Niederrheinische Mengenleere

Wir müs­sen mal für einen kur­zen Moment so tun, als inter­es­sie­re uns die Lokal­po­li­tik in mei­ner frü­he­ren Hei­mat­stadt Dins­la­ken.

Nein, das ist Quatsch. Lokal­po­li­tik inter­es­siert schon in Dins­la­ken nie­man­den mehr, da ist sie hier eigent­lich völ­lig off topic. Ich wäre auch schlicht nicht in der Lage, die Vor­ge­schich­te zu rekon­stru­ie­ren, die zu dem Rats­bür­ger­ent­scheid führ­te, der die Stadt im Moment beschäf­tigt. Nie­mand in Dins­la­ken weiß noch so genau, wor­um es ging, was die Situa­ti­on so beson­ders mach­te, der sich die Wahl­be­rech­tig­ten am ver­gan­ge­nen Sonn­tag (bei strö­men­dem Regen und geöff­ne­ten Geschäf­ten in der Innen­stadt) aus­ge­setzt sahen. Aber wir haben es hier mit einem beein­dru­cken­den Bei­spiel von poli­ti­schem Selbst­ver­ständ­nis zu tun, das ich für all­ge­mein­gül­tig hal­te und Ihnen des­halb nicht vor­ent­hal­ten will.

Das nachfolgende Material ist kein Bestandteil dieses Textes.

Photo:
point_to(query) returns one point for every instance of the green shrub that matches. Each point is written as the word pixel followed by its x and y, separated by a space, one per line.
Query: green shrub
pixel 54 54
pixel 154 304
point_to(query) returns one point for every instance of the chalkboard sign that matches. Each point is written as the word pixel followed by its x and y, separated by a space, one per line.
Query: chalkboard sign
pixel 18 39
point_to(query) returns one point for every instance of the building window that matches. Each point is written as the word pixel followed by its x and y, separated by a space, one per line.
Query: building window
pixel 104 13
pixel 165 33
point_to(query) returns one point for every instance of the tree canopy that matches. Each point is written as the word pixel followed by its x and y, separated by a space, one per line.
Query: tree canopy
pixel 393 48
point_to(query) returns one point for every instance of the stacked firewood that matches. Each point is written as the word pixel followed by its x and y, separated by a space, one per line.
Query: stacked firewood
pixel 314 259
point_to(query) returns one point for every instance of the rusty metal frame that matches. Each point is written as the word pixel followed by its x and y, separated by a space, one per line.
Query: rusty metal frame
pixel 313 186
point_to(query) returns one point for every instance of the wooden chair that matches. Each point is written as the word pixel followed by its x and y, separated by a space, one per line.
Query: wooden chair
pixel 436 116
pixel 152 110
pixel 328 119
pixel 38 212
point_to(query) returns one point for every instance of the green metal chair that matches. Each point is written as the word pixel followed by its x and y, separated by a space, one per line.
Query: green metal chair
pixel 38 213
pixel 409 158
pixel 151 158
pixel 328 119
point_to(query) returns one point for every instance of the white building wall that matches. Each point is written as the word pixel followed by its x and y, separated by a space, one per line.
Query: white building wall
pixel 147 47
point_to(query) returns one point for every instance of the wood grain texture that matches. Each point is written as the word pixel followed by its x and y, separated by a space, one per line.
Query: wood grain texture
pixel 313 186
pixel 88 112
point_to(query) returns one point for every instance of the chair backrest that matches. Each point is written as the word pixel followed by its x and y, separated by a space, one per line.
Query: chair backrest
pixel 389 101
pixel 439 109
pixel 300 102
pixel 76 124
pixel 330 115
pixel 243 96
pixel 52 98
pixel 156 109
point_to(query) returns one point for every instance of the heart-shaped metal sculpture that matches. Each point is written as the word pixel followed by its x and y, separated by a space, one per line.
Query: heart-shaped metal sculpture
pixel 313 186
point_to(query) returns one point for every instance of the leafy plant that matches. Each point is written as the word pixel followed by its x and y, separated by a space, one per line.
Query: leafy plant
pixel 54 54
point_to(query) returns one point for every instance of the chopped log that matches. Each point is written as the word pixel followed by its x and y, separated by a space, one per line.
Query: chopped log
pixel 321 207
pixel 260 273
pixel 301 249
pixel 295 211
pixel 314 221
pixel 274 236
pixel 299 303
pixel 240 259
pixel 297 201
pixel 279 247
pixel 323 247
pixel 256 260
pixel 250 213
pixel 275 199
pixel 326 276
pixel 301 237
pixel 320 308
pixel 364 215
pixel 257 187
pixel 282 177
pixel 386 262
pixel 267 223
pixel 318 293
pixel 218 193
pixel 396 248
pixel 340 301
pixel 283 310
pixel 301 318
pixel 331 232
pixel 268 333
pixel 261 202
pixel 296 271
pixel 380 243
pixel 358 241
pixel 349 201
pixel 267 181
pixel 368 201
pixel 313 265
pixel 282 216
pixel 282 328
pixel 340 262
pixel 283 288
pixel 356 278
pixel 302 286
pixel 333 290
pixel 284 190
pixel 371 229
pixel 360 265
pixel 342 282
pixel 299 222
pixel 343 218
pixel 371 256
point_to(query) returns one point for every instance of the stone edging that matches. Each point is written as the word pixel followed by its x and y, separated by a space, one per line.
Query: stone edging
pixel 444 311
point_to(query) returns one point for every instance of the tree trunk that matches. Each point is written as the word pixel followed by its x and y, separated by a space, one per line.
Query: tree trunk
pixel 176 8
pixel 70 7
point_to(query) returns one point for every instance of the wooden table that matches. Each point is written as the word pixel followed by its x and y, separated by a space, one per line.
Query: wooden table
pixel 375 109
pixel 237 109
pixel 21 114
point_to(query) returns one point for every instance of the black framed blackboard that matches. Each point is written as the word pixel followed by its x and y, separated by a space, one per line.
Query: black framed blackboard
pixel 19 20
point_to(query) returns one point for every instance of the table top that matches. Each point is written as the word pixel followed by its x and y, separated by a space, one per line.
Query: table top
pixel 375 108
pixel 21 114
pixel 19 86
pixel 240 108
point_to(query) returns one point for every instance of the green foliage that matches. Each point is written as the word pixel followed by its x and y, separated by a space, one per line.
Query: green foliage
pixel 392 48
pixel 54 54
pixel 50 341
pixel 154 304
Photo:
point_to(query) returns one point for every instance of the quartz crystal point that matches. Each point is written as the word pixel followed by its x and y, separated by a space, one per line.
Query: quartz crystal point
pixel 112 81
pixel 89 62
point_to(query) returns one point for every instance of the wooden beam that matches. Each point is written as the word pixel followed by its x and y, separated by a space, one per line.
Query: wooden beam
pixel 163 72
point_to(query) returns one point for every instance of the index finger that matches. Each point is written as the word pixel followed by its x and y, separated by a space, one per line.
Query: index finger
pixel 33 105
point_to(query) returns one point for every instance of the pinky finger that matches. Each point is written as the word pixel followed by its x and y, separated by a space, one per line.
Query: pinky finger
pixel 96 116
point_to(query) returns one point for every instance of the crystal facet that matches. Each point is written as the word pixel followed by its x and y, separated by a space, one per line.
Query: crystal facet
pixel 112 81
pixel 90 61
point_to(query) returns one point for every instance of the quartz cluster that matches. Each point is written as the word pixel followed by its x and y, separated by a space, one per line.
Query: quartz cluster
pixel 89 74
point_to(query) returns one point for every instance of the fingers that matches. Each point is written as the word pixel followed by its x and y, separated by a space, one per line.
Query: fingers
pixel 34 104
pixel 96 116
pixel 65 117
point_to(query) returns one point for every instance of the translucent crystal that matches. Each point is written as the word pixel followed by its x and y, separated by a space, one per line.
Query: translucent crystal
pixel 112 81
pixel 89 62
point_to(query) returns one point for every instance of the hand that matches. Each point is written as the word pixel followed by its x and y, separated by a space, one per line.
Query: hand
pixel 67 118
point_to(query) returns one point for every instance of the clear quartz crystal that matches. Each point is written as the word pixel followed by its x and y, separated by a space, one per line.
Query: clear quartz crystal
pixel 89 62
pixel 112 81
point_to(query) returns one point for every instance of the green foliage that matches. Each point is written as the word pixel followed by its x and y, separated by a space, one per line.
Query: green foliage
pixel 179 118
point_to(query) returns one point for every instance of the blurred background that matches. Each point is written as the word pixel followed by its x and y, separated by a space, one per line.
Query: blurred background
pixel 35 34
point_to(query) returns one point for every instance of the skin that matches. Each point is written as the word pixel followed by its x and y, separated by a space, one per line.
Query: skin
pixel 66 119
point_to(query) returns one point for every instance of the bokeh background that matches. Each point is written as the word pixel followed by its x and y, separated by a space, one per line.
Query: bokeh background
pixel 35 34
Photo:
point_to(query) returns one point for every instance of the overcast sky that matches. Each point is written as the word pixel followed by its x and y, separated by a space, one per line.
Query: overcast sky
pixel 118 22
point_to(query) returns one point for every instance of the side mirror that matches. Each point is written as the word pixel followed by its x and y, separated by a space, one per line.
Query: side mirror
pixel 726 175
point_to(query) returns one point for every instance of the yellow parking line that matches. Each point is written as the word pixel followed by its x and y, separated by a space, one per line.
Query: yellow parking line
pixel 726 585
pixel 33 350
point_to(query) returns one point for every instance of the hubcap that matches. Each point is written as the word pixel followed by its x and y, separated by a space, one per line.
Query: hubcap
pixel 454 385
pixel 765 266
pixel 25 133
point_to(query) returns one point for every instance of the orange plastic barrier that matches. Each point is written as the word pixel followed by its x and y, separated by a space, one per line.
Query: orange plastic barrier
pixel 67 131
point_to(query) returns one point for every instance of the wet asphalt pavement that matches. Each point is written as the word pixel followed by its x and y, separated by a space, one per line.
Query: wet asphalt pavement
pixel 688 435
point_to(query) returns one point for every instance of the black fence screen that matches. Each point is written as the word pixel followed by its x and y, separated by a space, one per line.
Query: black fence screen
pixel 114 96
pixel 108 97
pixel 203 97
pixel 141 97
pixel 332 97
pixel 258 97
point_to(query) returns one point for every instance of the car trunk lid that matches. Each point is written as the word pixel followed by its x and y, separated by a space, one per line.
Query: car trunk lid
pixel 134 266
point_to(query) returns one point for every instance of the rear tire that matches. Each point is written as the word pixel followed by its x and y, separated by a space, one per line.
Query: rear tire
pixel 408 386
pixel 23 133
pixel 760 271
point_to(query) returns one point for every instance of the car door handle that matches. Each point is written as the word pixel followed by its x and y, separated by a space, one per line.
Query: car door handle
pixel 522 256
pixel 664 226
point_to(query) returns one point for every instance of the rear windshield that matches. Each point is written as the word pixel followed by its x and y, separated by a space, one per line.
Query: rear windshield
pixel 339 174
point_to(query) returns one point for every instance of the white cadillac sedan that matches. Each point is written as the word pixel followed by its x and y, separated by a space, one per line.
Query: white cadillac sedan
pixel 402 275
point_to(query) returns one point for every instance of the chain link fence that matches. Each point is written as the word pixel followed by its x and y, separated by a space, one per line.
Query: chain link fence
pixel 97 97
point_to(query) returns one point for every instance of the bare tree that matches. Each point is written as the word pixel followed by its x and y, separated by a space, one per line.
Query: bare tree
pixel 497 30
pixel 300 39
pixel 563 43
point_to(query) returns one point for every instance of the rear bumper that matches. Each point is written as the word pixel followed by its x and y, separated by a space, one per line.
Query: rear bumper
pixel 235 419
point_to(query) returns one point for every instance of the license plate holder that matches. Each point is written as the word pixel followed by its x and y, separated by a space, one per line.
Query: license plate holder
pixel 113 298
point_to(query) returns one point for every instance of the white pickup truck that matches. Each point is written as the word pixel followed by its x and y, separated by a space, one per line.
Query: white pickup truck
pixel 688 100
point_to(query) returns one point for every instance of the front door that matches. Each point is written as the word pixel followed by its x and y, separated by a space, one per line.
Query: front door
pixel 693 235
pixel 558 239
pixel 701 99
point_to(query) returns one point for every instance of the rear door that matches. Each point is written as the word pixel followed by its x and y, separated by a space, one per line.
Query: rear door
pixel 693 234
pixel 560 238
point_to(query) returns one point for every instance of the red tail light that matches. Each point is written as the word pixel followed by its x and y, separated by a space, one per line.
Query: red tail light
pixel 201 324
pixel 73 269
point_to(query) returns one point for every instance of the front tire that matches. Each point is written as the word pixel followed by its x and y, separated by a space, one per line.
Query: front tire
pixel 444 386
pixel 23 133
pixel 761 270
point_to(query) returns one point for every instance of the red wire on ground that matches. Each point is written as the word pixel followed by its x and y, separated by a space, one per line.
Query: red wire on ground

Nun also doch ganz kurz zur Vor­ge­schich­te: Es geht grob dar­um, ob auf einem Park­platz am Ran­de der Innen­stadt ((„Rand“ heißt hier: fuß­läu­fig durch­aus zu errei­chen, aber durch Gebäu­de und Stra­ßen doch irgend­wie ziem­lich abge­trennt.)) ein Ein­kaufs­zen­trum gebaut wer­den soll. Es ist hier völ­lig uner­heb­lich, wer das bau­en soll, wie das finan­ziert wird und was das alles mit dem MSV Duis­burg zu tun hat. ((In Dins­la­ken ist es natür­lich gar nicht uner­heb­lich, da ist es lang­wie­rig und trau­rig. Aber wie gesagt: zu kom­plex, als dass noch irgend­je­mand durch­bli­cken wür­de.)) Alles, was Sie jetzt noch wis­sen müs­sen, ist: Die Stim­mung in der Stadt war sehr dage­gen, die Stim­mung in der gro­ßen Koali­ti­on im Rat war sehr dafür.

Ein Bür­ger­be­geh­ren, bei dem sich 6.000 Dins­la­ke­ner gegen die Bebau­ung aus­ge­spro­chen hat­ten, ver­hall­te aus for­ma­len Grün­den unge­hört, aber der Rat beschloss einen frei­wil­li­gen Bür­ger­ent­scheid, bei dem raus­kom­men soll­te, dass „die Dins­la­ke­ner eine Bebau­ung des Plat­zes nicht grund­sätz­lich ableh­nen“. Das ist unge­fähr so sinn­voll wie wenn Eltern zu ihren Kin­dern sagen wür­den: „Okay, wir sehen: Ihr mögt kei­nen Fisch. Ihr habt hier zwar nix zu sagen, aber wir sind mal so groß­zü­gig und räu­men Euch jetzt die Mög­lich­keit ein, uns zu zei­gen, dass Ihr Fisch nicht grund­sätz­lich ablehnt!“ ((Sie ver­ste­hen, war­um eine Kar­rie­re im poli­ti­schen Kaba­rett für mich nicht in Betracht kommt.))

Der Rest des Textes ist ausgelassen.